K______ a confirmé que D______ pensait que A______ pourrait atteindre les objectifs de la mission. Il n'était pas le supérieur hiérarchique de A______ et ne pouvait donc pas se prononcer sur la qualité de son travail.

j. En raison d'une incapacité de travail, A______ a remis son premier projet de modèle opérationnel le 17 mars 2020.
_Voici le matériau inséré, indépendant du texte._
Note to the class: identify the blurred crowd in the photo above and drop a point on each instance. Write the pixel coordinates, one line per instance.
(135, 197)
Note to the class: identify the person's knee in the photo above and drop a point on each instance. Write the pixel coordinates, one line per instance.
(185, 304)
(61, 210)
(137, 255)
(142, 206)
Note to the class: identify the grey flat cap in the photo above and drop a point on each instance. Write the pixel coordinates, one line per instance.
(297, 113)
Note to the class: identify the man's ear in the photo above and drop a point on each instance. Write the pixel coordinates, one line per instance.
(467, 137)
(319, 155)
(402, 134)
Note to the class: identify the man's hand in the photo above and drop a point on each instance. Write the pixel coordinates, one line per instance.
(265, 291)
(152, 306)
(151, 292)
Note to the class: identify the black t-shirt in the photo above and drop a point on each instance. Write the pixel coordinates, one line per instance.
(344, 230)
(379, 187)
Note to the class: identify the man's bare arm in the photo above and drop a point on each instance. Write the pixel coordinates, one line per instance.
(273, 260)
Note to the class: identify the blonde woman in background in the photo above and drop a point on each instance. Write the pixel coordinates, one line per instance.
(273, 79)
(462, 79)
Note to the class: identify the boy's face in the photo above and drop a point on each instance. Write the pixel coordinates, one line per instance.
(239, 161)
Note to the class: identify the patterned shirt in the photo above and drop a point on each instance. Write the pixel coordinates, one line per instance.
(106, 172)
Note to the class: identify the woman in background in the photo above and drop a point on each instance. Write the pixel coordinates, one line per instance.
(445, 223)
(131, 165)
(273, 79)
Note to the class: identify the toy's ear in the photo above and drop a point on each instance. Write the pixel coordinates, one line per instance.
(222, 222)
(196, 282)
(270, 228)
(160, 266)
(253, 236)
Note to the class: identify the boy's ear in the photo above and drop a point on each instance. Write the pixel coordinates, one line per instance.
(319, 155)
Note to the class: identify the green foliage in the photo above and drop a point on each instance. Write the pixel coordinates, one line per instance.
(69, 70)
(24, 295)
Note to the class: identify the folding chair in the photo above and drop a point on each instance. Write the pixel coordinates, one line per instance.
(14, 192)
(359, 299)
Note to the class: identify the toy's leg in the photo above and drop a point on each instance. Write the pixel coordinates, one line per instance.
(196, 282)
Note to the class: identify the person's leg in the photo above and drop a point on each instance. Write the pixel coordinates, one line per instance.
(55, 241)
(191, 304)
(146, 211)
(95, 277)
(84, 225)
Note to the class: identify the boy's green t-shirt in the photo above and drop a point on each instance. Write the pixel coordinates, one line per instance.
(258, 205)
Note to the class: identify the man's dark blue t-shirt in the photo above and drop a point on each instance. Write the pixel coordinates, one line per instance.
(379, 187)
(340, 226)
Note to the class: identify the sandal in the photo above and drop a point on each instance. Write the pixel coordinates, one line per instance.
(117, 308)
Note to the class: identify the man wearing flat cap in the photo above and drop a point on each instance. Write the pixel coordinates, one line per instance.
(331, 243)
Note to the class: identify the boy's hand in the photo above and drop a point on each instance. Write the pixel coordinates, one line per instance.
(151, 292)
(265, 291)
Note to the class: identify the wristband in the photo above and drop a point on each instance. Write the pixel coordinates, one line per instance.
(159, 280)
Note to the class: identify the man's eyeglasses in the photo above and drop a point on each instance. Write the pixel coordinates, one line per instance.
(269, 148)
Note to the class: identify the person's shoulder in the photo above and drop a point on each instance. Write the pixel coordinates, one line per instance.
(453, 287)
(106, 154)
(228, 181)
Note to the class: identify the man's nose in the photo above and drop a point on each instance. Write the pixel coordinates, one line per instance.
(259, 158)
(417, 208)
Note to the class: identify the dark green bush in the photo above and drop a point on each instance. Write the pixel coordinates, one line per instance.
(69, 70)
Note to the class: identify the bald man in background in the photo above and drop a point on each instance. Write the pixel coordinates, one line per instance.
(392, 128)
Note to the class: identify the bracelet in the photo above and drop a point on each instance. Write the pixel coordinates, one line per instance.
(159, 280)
k. Par courriel du 26 mars 2020, D______ a informé A______ que le modèle opérationnel présenté après deux mois nécessitait encore beaucoup de travail et ne répondait pas à ses attentes. Lors de son audition, elle a déclaré que A______ lui avait remis des ébauches d’éléments du projet, et non un travail fini.

A______ a, par courriel du même jour, exprimé sa surprise, relevant notamment que si, lors de sa présentation du modèle, elle lui avait demandé certaines améliorations, elle avait compris qu'elle était dans l'ensemble très satisfaite.

A______ a expliqué, qu'à la suite de sa présentation du modèle opérationnel, début 2020, D______ lui avait dit oralement que beaucoup d'efforts avaient été fournis et qu'elle était très contente du résultat. Elle avait ainsi été choquée lorsqu'elle avait pris connaissance du contenu du courriel du 26 mars 2020.

D______ a déclaré que le modèle n'avait pas pu être achevé en raison de la pandémie.

l. Début avril 2020, A______ a été à nouveau libérée de ses tâches habituelles pour être exclusivement affectée à la Taskforce COVID constituée au sein de B______ SA.

A______ a été en incapacité de travail à 100% du 10 au 14 juin 2020 puis à 50% jusqu’au 20 juin 2020.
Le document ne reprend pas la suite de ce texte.